OTTAWA — Now that the federal Liberals have shied away from their vow to keep annual deficits under $10 billion, they’ve latched on to another fiscal target — and this one will be much easier to meet.
The new government is suddenly talking about the debt-to-GDP ratio, promising repeatedly to keep it on a downward track every year until the next election.
The government calculates its debt-to-GDP ratio by dividing total federal debt by the overall size of the economy, as measured by nominal GDP.
It represents a government’s capacity to pay back debt — and focusing on it gives politicians more spending flexibility.
By targeting debt-to-GDP, the Liberals could instead be prepared to run annual deficits of up to $25 billion in the coming years and still lower the ratio — as long as the economy grows at a decent pace, economists say.
“The government does have a fair bit of room if what they’re trying to do is just see the debt-to-GDP ratio go down,” said Mike Moffatt, who teaches economics at the University of Western Ontario’s Ivey Business School (and is a contributor to macleans.ca).
The adoption of the debt-to-GDP ratio as a “fiscal anchor” is not new. It was mentioned in the Liberal election platform as one of the ways to keep spending under control. The campaign rhetoric, however, largely focused on the $10-billion annual deficit.
With uncosted election promises piling up on top of unforeseen shortfalls in the underlying fiscal plan, Prime Minister Justin Trudeau has emphasized the more-reachable fiscal anchor in recent days.
“We will continue to decrease (the debt-to-GDP ratio) every single year because that’s important for the fiscal health of our country,” Trudeau said Wednesday, after casting further doubt on the $10-billion annual deficit target because of economic challenges.
“We always targeted modest deficits, we had hoped it would be around $10 billion — we will see if we will be able to hold at that level.”
Plain old math dictates the ratio can continue to fall even if the public books slide into the red — at least to a point.
That’s because even if the federal debt gets fatter, the ratio will edge downwards if the economy is growing faster than the debt.
Still, in an economy battered by low commodity prices, the debt-to-GDP promise doesn’t exactly look like a slam dunk, either.
Earlier this month, projections by the parliamentary budget office suggested the government could find itself running annual deficits up to $15 billion once the Liberals’ costed, big-ticket election promises are factored in. On top of that, the party has also made several uncosted vows.
Then, this week, the Liberals conceded their new tax package will, in fact, drain more than $1 billion net from the treasury each year.

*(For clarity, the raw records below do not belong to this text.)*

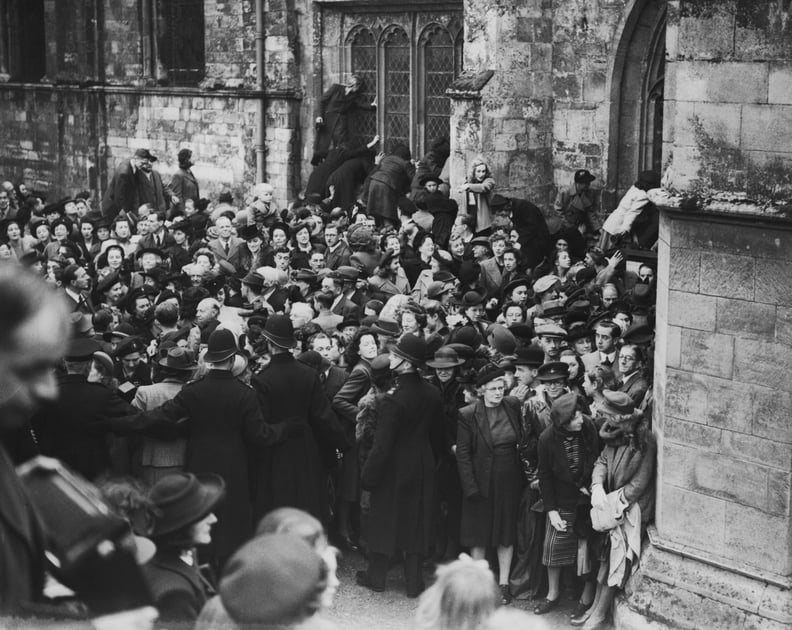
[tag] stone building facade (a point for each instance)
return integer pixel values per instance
(698, 89)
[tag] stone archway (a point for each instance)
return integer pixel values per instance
(637, 95)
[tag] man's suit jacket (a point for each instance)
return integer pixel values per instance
(184, 185)
(152, 190)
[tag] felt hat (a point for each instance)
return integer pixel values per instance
(271, 579)
(411, 348)
(445, 357)
(128, 346)
(553, 371)
(564, 408)
(617, 403)
(222, 346)
(386, 327)
(145, 154)
(532, 356)
(550, 330)
(82, 349)
(279, 331)
(178, 359)
(182, 499)
(488, 373)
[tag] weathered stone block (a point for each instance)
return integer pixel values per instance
(780, 84)
(692, 434)
(766, 126)
(723, 82)
(690, 310)
(763, 363)
(684, 270)
(741, 318)
(772, 414)
(707, 353)
(774, 281)
(727, 276)
(691, 518)
(758, 539)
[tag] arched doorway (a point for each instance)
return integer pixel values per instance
(637, 96)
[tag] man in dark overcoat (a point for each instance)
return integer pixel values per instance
(73, 428)
(400, 471)
(291, 473)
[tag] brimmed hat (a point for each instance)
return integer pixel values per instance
(564, 408)
(411, 348)
(222, 346)
(488, 373)
(178, 359)
(553, 371)
(550, 330)
(386, 327)
(617, 403)
(279, 331)
(145, 153)
(285, 565)
(183, 499)
(532, 356)
(445, 357)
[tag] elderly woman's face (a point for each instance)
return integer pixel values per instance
(492, 392)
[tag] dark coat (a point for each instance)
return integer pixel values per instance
(291, 473)
(400, 469)
(474, 445)
(21, 543)
(225, 430)
(73, 428)
(559, 489)
(177, 588)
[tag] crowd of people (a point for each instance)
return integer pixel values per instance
(414, 377)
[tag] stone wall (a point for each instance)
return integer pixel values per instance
(729, 97)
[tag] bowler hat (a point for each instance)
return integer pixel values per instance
(178, 359)
(532, 356)
(279, 331)
(564, 408)
(553, 371)
(445, 357)
(411, 348)
(617, 403)
(488, 373)
(222, 346)
(182, 499)
(285, 565)
(386, 327)
(145, 154)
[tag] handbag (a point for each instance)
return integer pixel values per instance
(610, 513)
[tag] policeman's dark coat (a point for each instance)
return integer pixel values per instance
(291, 473)
(400, 469)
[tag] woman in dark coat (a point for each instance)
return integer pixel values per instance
(359, 354)
(389, 182)
(400, 471)
(488, 436)
(567, 451)
(184, 506)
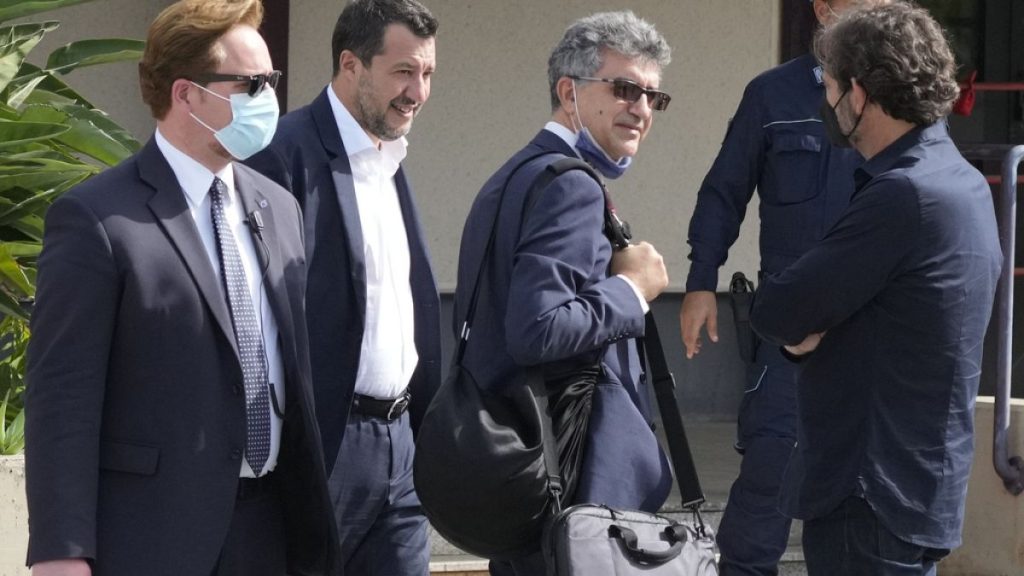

At the same time, economic growth is sluggish.
When considering the forecasts, Scott Clark — a former deputy minister of Finance — believes the Liberals will already be close to the threshold that would start ratcheting up the debt-to-GDP.
“Then you’ve got a serious problem because then no one’s going to believe you,” Clark said of the danger of not living up to the goal.
“Your credibility will go straight out the window because if you’re going to have an anchor … you have to live up to it. As soon as you break that, the financial markets will come down on you like a ton of bricks.”
The Liberal platform, which helped carry the party to victory in October, also contained a second fiscal anchor: balancing the federal books by the fourth year of its mandate.
But experts believe balancing the 2019-20 budget poses a big hurdle unless the government cuts spending or hikes taxes — or both — to overcome the weaker-than-expected economy and the pricey basket of electoral promises.
Many experts like Clark argue that lowering the debt-to-GDP ratio is a more-appropriate — and achievable — commitment for a government than a balanced-budget anchor.
The government projects the ratio will gradually fall each year from 31.1 per cent in 2015-16 to 25.2 per cent in 2020-21.
But Don Drummond, a former senior Finance Department bureaucrat, questioned the importance of striving to drop an already-low ratio that’s much lower than it’s been in the past.
“Who knows whether it even needs to be brought down?” said Drummond, who was assistant deputy minister of fiscal policy in the 1990s when the ratio was close to 70 per cent.
“There’s nothing in the economic literature that drives you towards the notion of an optimal debt-to-GDP ratio…I think it’s a second choice on their part when they can’t produce the deficit target that they want. This is kind of a defensive mechanism.”
Economist Moffatt, who stress-tested the fiscal numbers in the Liberals’ election platform, said if nominal GDP growth returned to a more-normal level in the coming years — of about 3.5 or four per cent — then the government could probably run deficits up to $25 billion without pushing the ratio up.
For 2015, the government only expects nominal GDP to grow by 0.9 per cent largely due to the squeeze of low oil prices, according to its fall fiscal update.
That projection, an average of private-sector forecasts taken in October, also called for a turnaround of 4.1 per cent growth in 2016, 4.6 in 2017 and 4.4 in 2018.